O problema das propriedades universais estarem localizadas fora do espaço-tempo, levanta uma questão que obscurece notavelmente a sua própria solução. Na verdade, nada do que ocorre no universo está fora do espaço-tempo, entendido este como tropismo ou a história do próprio universo, e toda a ontologia dualista é profundamente inconveniente. Nenhum objecto é inteligível se desprovido de atributos que o individuem, os quais são primitivos ao objecto assim possibilitado. Ser real é dispor de tais propriedades e individuadamente ascender à existência. A expressão fora do espaço-tempo não pode, a meu ver, ser entendida como exterior ao universo, mas sim como existente em abstracto, num reino ontológico irredutível ao mundo físico ou aos estados mentais dos observadores inteligentes (os quais, em termos de possibilidade, não se restringem ao homo sapiens). No caso humano, o chamado 3º reino, onde residem os objectos abstractos, é, naturalmente, acessível por cognição tal como a bio-sociologia e a história humana das civilizações a explicam. Isto não obsta a que admitamos como possível que outros seres inteligentes possam aceder a idêntico ou superior conhecimento abstracto de como o mundo é. O 3º reino, como o conhecemos, é frequentado segundo a capacidade e aptidões racionais próprias de cada forma de vida, viabilizada em cada cultura e civilização.
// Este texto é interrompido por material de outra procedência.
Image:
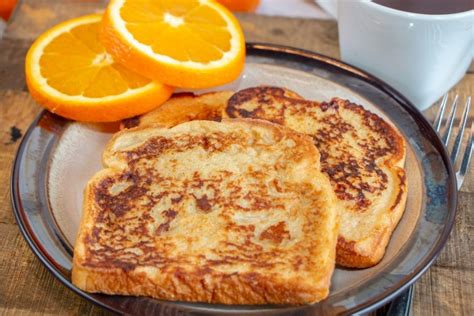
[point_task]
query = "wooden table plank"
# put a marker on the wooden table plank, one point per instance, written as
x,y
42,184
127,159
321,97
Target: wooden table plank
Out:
x,y
27,287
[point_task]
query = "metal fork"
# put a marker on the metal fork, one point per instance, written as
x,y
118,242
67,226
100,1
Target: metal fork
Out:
x,y
401,305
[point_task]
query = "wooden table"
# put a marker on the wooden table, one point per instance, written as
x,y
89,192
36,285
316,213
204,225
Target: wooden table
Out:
x,y
26,287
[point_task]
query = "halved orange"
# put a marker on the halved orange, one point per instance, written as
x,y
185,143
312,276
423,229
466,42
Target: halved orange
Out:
x,y
240,5
183,43
69,72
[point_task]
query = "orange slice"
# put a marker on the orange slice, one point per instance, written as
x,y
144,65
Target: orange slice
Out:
x,y
69,72
240,5
183,43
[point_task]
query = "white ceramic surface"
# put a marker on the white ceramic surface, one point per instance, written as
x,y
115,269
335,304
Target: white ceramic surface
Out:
x,y
420,55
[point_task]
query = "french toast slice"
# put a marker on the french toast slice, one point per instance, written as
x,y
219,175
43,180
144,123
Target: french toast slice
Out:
x,y
183,107
362,154
186,106
231,212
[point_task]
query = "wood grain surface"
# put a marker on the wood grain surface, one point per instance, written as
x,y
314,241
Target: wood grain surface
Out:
x,y
26,287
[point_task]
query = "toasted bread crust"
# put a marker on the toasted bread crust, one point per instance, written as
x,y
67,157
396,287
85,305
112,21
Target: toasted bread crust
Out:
x,y
183,107
254,262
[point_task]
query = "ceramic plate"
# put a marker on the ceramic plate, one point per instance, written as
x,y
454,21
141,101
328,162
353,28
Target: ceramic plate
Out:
x,y
57,157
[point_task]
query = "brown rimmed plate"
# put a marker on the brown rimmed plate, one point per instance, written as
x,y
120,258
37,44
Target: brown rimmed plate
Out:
x,y
57,157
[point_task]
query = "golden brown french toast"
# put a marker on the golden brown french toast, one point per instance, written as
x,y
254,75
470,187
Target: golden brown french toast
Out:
x,y
232,212
185,106
362,154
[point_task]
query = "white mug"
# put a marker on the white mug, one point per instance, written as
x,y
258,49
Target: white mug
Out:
x,y
420,55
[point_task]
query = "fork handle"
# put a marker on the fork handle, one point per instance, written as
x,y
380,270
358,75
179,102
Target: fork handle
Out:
x,y
401,305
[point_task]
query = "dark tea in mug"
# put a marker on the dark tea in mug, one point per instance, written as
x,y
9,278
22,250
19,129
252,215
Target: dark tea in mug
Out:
x,y
429,6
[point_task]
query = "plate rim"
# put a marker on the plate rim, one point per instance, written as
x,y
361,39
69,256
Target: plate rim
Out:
x,y
255,48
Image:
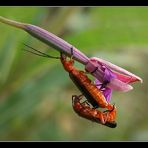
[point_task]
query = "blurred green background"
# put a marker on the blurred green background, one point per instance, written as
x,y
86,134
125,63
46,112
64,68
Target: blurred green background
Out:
x,y
35,92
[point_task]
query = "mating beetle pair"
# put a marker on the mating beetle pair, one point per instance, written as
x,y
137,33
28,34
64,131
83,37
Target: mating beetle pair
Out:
x,y
94,97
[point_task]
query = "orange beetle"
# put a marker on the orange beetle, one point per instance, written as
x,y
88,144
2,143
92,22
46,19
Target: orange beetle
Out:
x,y
93,95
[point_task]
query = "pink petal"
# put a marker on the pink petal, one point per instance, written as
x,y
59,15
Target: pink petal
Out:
x,y
121,73
118,85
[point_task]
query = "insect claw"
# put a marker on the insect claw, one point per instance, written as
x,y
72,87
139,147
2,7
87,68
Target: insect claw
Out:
x,y
72,53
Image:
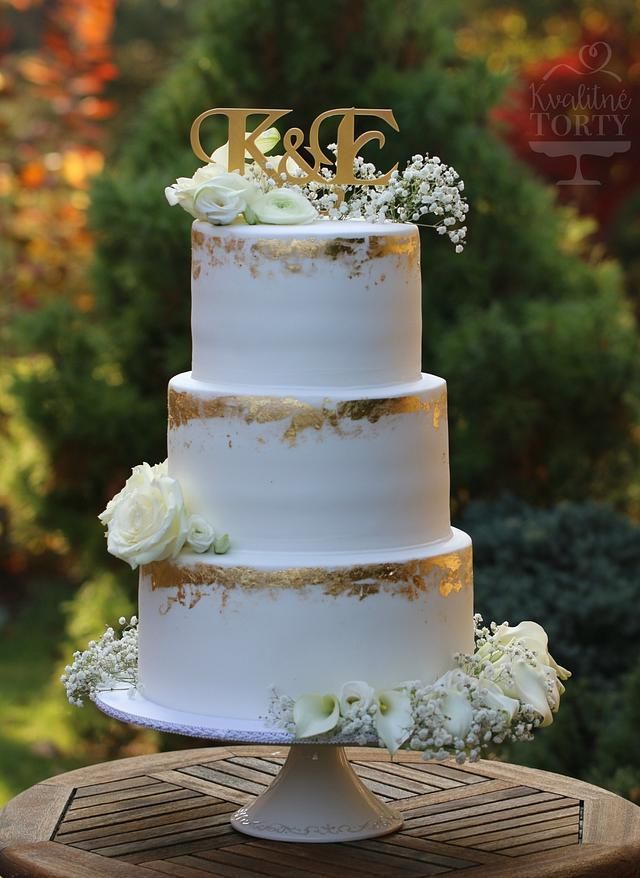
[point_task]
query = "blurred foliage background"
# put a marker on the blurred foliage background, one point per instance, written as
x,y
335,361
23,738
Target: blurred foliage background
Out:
x,y
534,326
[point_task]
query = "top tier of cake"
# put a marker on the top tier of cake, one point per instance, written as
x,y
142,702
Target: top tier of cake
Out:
x,y
330,304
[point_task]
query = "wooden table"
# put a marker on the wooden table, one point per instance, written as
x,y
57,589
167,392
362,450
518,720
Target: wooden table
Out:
x,y
169,815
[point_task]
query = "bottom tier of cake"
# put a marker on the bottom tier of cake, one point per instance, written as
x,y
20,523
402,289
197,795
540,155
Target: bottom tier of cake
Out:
x,y
217,633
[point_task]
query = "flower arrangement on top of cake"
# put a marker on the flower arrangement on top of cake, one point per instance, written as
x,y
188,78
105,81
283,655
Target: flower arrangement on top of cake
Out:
x,y
284,189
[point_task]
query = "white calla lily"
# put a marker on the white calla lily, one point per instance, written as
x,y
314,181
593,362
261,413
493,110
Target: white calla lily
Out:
x,y
355,694
393,719
528,683
315,714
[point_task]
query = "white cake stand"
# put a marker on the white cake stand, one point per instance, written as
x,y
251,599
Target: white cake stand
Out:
x,y
316,797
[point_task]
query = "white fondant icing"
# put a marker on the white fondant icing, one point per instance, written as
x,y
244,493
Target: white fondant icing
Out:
x,y
344,319
347,486
322,316
221,655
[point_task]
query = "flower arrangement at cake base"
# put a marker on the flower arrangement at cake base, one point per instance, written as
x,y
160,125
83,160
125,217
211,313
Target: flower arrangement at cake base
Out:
x,y
507,688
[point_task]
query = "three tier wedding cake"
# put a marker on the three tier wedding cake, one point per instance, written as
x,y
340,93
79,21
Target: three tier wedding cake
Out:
x,y
298,568
307,432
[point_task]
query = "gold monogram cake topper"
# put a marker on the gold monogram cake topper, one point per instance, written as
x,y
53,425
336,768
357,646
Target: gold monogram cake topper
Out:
x,y
348,144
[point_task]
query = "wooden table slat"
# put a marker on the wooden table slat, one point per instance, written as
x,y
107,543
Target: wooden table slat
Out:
x,y
168,815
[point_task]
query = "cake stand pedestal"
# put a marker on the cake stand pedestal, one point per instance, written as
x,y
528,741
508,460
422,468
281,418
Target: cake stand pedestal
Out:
x,y
316,797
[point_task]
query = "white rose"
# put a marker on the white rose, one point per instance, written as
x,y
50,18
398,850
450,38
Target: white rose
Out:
x,y
534,680
146,521
182,192
141,476
281,206
495,699
534,638
201,534
393,719
315,715
354,695
222,199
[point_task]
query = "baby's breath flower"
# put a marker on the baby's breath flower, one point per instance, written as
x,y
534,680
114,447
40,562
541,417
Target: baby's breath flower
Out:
x,y
110,660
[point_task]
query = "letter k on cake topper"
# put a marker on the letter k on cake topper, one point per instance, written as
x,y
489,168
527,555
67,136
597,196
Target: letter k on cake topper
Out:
x,y
348,145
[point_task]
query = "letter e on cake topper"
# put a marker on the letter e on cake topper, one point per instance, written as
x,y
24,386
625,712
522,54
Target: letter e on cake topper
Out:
x,y
348,145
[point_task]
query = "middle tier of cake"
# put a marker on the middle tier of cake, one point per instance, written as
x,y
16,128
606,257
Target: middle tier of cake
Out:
x,y
314,472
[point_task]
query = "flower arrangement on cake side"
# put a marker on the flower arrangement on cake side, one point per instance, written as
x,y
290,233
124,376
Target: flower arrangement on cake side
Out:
x,y
147,520
507,688
426,187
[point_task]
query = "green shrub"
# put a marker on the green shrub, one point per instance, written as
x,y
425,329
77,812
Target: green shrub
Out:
x,y
574,568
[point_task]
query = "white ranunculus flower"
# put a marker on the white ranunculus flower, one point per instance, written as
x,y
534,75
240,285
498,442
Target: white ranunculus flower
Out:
x,y
223,198
315,714
355,694
455,704
265,141
393,719
182,192
281,206
146,521
201,534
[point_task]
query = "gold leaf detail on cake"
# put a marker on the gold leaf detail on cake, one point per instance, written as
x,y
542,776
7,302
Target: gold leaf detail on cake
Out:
x,y
301,416
448,573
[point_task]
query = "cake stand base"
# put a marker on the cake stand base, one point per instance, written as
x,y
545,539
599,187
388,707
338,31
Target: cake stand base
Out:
x,y
316,797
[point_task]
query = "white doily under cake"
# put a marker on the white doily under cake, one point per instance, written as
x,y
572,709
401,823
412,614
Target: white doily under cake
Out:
x,y
130,706
316,797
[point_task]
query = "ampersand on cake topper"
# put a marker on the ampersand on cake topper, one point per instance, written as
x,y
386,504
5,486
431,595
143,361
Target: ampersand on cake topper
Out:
x,y
242,182
241,143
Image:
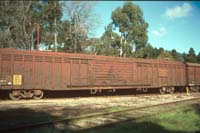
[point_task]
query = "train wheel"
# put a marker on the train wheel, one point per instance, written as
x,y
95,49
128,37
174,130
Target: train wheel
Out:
x,y
93,91
15,95
171,90
38,94
194,88
162,90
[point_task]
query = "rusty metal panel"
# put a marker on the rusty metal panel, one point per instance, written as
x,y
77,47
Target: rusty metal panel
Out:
x,y
28,71
47,72
150,73
84,72
155,75
66,73
18,68
38,72
75,72
6,64
57,73
134,72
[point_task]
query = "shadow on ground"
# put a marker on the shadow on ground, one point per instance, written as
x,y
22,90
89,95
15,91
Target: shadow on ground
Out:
x,y
21,116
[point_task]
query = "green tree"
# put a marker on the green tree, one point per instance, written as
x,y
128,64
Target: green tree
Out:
x,y
165,55
191,56
110,43
132,26
198,58
177,56
82,22
16,27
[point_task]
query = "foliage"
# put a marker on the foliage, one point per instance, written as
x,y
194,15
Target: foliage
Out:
x,y
125,36
132,26
191,56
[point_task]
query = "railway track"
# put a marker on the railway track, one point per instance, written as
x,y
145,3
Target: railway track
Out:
x,y
103,119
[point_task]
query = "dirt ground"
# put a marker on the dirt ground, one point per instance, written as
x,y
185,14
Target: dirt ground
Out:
x,y
14,113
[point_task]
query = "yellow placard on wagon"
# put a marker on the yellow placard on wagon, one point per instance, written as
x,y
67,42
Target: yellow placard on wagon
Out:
x,y
17,79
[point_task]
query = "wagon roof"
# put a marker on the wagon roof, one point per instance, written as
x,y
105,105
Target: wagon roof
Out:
x,y
192,64
86,56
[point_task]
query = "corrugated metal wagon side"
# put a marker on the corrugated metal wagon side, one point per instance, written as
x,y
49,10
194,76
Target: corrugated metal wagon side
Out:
x,y
27,73
193,76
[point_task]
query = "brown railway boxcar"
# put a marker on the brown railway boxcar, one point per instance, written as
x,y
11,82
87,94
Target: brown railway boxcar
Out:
x,y
193,76
28,73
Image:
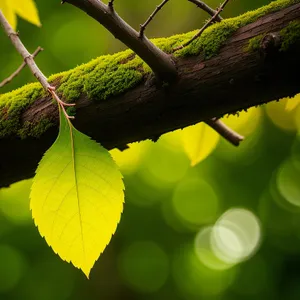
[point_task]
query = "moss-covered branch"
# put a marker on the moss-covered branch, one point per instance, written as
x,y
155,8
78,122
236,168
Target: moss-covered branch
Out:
x,y
224,71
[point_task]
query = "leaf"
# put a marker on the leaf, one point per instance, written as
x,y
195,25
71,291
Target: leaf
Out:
x,y
292,103
77,197
24,8
199,141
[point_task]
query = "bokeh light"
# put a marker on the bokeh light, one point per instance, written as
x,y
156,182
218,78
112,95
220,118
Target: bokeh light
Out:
x,y
205,253
194,280
236,235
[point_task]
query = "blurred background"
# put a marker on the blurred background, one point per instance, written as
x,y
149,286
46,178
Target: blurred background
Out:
x,y
202,219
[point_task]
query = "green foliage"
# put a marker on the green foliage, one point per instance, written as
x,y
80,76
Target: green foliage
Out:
x,y
254,43
77,197
12,106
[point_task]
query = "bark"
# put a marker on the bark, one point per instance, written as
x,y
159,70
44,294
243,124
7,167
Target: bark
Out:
x,y
233,80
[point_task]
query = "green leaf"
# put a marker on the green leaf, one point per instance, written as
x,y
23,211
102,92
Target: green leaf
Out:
x,y
199,141
77,197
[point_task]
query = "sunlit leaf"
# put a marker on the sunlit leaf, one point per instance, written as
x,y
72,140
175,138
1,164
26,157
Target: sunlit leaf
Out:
x,y
199,141
282,118
24,8
292,103
244,123
77,197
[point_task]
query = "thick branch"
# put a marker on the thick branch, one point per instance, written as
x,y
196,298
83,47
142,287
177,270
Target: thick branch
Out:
x,y
236,78
160,62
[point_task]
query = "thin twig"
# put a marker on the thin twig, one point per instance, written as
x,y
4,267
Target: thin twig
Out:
x,y
18,71
226,132
157,9
28,59
207,9
111,4
198,34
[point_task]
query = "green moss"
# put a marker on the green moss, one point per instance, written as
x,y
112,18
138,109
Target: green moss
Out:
x,y
290,35
111,75
36,129
215,36
13,104
254,43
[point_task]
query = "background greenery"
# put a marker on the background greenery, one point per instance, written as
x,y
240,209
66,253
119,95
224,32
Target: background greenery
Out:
x,y
160,248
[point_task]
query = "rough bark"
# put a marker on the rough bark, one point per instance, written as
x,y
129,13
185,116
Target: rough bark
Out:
x,y
233,80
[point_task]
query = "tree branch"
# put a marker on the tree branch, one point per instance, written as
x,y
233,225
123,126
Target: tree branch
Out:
x,y
249,69
18,71
206,8
208,23
157,9
161,63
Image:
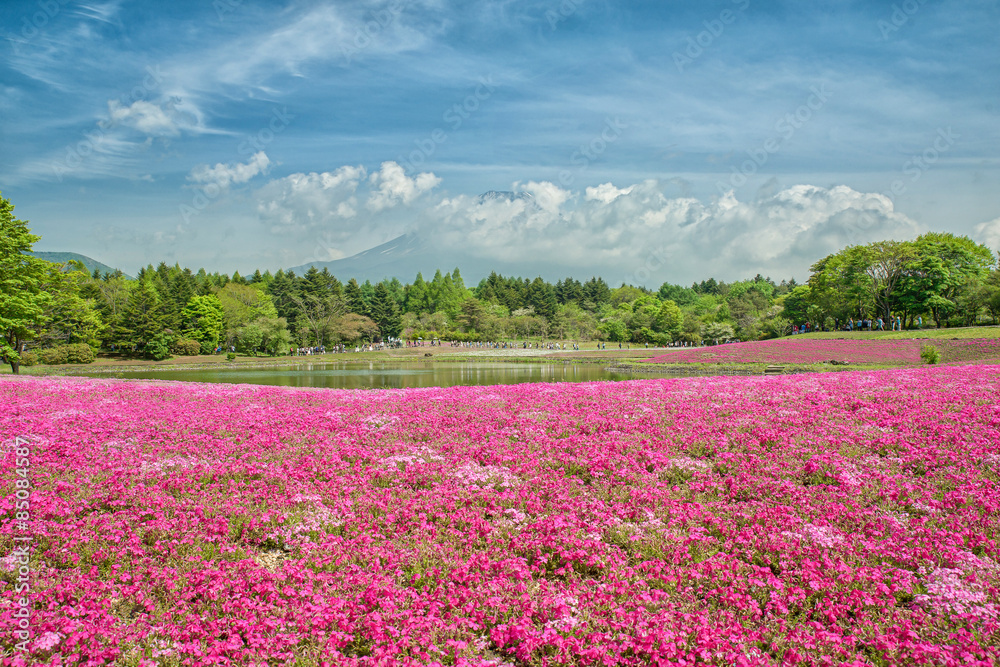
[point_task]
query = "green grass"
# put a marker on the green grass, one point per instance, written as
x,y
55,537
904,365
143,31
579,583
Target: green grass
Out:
x,y
957,332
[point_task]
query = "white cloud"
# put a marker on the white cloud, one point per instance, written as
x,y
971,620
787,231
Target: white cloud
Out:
x,y
302,202
144,116
988,233
548,195
392,186
781,234
606,193
224,175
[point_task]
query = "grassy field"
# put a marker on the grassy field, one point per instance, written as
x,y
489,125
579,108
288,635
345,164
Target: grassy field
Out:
x,y
634,356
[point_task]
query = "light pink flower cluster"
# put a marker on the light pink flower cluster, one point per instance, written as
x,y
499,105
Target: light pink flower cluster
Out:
x,y
821,519
805,350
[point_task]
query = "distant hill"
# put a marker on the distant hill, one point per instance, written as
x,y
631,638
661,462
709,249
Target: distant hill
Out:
x,y
62,257
402,257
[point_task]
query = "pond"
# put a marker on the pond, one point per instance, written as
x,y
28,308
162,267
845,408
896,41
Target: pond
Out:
x,y
384,375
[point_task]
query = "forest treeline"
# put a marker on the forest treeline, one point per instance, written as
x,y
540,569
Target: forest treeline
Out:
x,y
59,312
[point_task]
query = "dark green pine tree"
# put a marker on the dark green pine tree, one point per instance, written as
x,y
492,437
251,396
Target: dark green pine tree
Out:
x,y
385,312
182,288
542,297
354,298
143,318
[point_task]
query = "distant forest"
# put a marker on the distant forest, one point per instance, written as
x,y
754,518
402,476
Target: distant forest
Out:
x,y
944,280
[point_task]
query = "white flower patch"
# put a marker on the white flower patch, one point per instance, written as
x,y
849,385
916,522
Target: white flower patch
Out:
x,y
379,422
317,517
688,464
472,473
824,536
174,463
948,592
420,456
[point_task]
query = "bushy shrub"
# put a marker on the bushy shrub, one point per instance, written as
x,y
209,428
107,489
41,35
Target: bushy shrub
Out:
x,y
79,353
930,354
185,347
158,349
54,356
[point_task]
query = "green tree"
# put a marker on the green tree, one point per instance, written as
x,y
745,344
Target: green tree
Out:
x,y
202,319
355,299
542,297
68,317
249,339
143,319
669,319
385,312
22,299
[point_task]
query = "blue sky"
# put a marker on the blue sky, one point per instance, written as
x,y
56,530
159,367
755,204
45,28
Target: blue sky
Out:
x,y
659,140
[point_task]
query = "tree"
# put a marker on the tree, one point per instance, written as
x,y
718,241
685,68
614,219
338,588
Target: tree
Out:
x,y
22,299
317,312
669,319
883,263
542,298
143,319
242,304
249,339
385,312
202,319
355,299
274,334
68,318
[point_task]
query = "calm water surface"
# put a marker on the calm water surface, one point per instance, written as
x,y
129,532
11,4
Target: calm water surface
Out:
x,y
377,375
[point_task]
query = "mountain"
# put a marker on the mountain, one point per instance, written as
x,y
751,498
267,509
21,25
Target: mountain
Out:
x,y
63,257
507,196
402,258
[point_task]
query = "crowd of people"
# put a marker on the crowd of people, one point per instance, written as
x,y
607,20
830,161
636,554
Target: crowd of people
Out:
x,y
860,324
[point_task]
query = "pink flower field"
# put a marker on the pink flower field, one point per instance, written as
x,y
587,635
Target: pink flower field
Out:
x,y
819,519
805,350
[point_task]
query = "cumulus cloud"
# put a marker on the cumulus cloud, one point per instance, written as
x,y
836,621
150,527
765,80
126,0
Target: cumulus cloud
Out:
x,y
301,202
606,193
548,195
225,175
624,233
988,233
391,186
147,117
617,231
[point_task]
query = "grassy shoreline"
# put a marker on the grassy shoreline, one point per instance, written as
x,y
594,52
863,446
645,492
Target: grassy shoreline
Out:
x,y
624,360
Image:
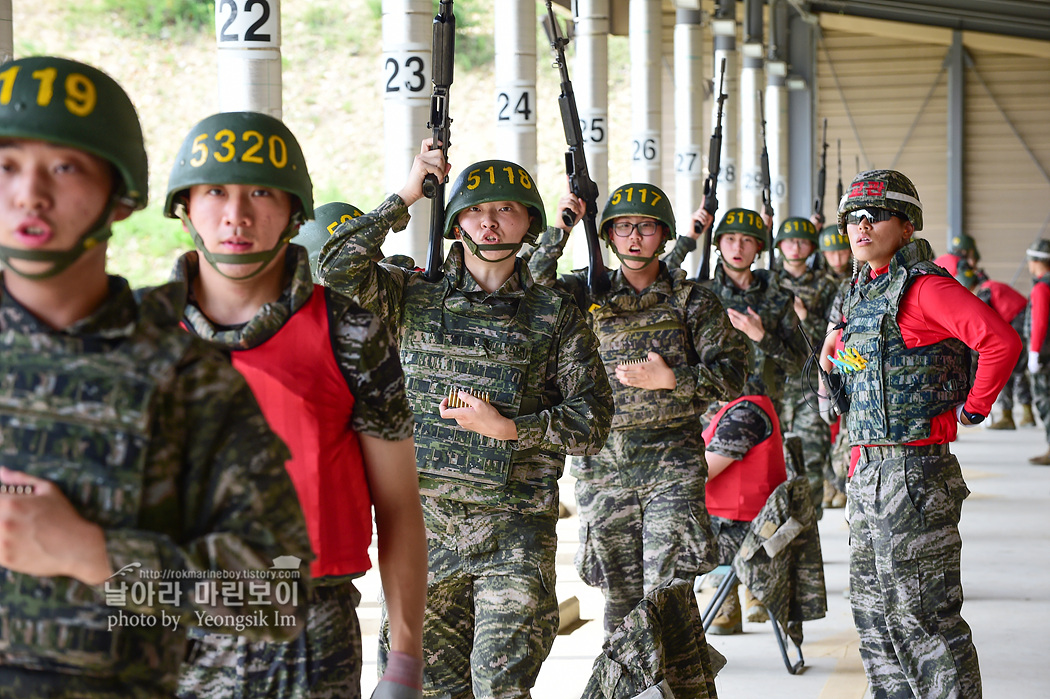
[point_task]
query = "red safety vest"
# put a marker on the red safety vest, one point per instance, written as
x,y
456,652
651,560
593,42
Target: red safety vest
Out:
x,y
303,396
741,490
1007,301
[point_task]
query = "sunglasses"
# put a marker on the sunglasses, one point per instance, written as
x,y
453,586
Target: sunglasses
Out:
x,y
874,215
623,229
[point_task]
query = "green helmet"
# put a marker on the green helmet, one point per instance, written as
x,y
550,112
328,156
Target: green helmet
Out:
x,y
637,199
883,189
796,227
832,239
315,233
961,244
240,148
75,105
743,220
1040,251
965,274
86,109
496,181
No plano realista, a liberdade conceptual de inventar objectos abstractos, numa operatória simbólica prévia e subtraída com sobriedade aos constrangimentos empíricos é, na minha opinião, uma condição de criatividade e investigação, de experiência de pensamento, qualitativamente superior às limitações do realismo aristotélico, e como tal, preferível.
Contudo, a argumentação contra o RI, não invalida por si só as teses do Realismo Aristotélico. Este afirma, na sua versão standard, que Toda a propriedade universal de ordem 1 tem pelo menos um particular concreto como exemplo em pelo menos uma ocasião, cf. p 7 acima.
Ora, na investigação da ciência, pode ser necessário reconhecer propriedades e relações de objectos abstractos. Este procedimento é assim inconsistente com o RA, em que todas as propriedades estão ancoradas no mundo físico. A única forma de contornar esta objecção parece ser a de reduzir os objectos abstractos a outros tipos de entidades, ao modo nominalista. Mas, já o dissemos, o preço a pagar é o de tornar mais complexa a linguagem. A matemática, disciplina que opera em supremo grau com relações, p.e., a soma de ... com --- , lida com abstracta, sem ter qualquer localização no mundo físico.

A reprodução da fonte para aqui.